Pemeriksaan yang dijalani mulai dari USG, HSG, TORCH , Diatermi hingga pernah inseminasi namun belum membuahkan hasil. Sampai kemudian ia bergabung di komunitas AIH dan banyak mendapatkan masukan dari sesama teman komunitas. “Saya banyak menerapkan tips – tips yang saya dapat dari komunitas ini.
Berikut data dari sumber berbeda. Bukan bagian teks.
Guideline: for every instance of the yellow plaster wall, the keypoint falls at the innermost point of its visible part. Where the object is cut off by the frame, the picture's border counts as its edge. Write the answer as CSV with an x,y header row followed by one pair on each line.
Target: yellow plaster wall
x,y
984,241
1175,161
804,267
Saya mencoba salah satu tips tersebut misalnya minum jus wortel campur tomat dan apel selama kurang lebih dua bulan, alhamdulillah langsung isi,“ ujarnya senang. “Tapi yang paling penting pasrah sama Allah dan jangan terlalu stress, “ katanya lagi.
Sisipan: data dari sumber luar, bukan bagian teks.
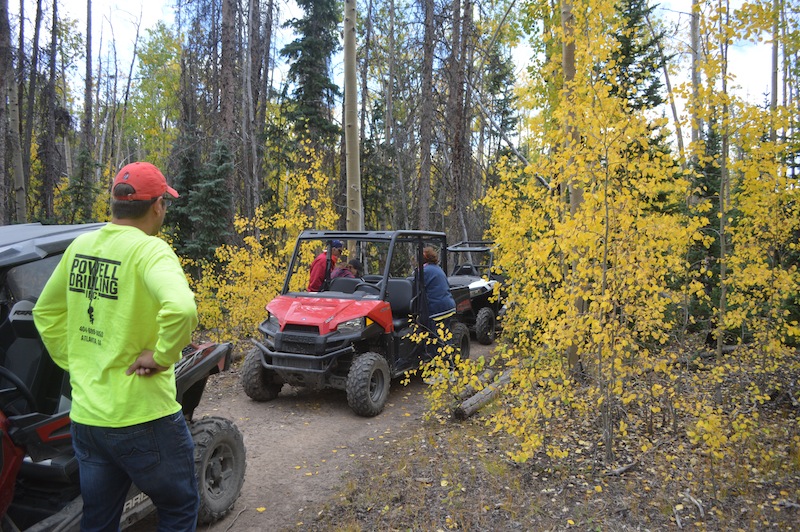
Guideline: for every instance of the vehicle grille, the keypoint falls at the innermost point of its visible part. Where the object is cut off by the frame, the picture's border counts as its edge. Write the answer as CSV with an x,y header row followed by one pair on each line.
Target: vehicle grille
x,y
307,329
Manfaat lainnya juga didapat Maida yang haidnya tidak teratur, menjadi lancar saat mengikuti saran dari sesama anggota Komunitas. “Sudah sekitar empat tahun haid saya tidak lancar. Saya konsultasikan ke dokter, tapi hanya diberikan obat-obatan tanpa hasil. Setelah saya sharing ke teman-teman di Komunitas AIH, mereka memberikan banyak masukan. Alhamdulillah, setelah saran mereka saya ikuti, haid saya lancar lagi,” ujar Maida.
Sama halnya dengan Maida dan Nia, Deasy yang tahun ini genap berusia 30 tahun pun merasakan banyak sekali manfaat yang bisa diambil saat bergabung dalam komunitas ini. “Saya sudah dua tahun menikah, tapi Allah belum mengamanahkan kepada kami keturunan. Saya sering ditanya oleh keluarga saya. Awalnya sih biasa saja, tapi lama kelamaan saya merasa risih dan kesal kalau ditanya hal itu. Coba mereka berada di posisi kita, bagaimana rasanya ditanya hal itu?” ungkap perempuan yang kini tinggal di Kalimantan ini. Dia pun tidak sengaja menemukan Komunitas AIH saat membuka internet. “Di sini saya bisa menumpahkan isi hati saya, saya merasa Allah mempertemukan kami untuk saling memotivasi. Di sini, kami sama-sama berikhtiar, saling mendoakan dan saling memberi solusi sehingga kami bisa bangkit lagi,” ucapnya.
Kehadiran buah hati memang sesuatu yang paling ditunggu bagi pasangan suami istri. Tapi Allah memiliki rahasia-Nya sendiri. Ada takdir yang tak selalu bertaut dengan keinginan manusia. Maka, orang beriman selalu berprasangka baik. Komunitas AIH mengajarkan untuk terus bersabar, tak berhenti untuk berikhtiar, dan senantiasa saling menyemangati.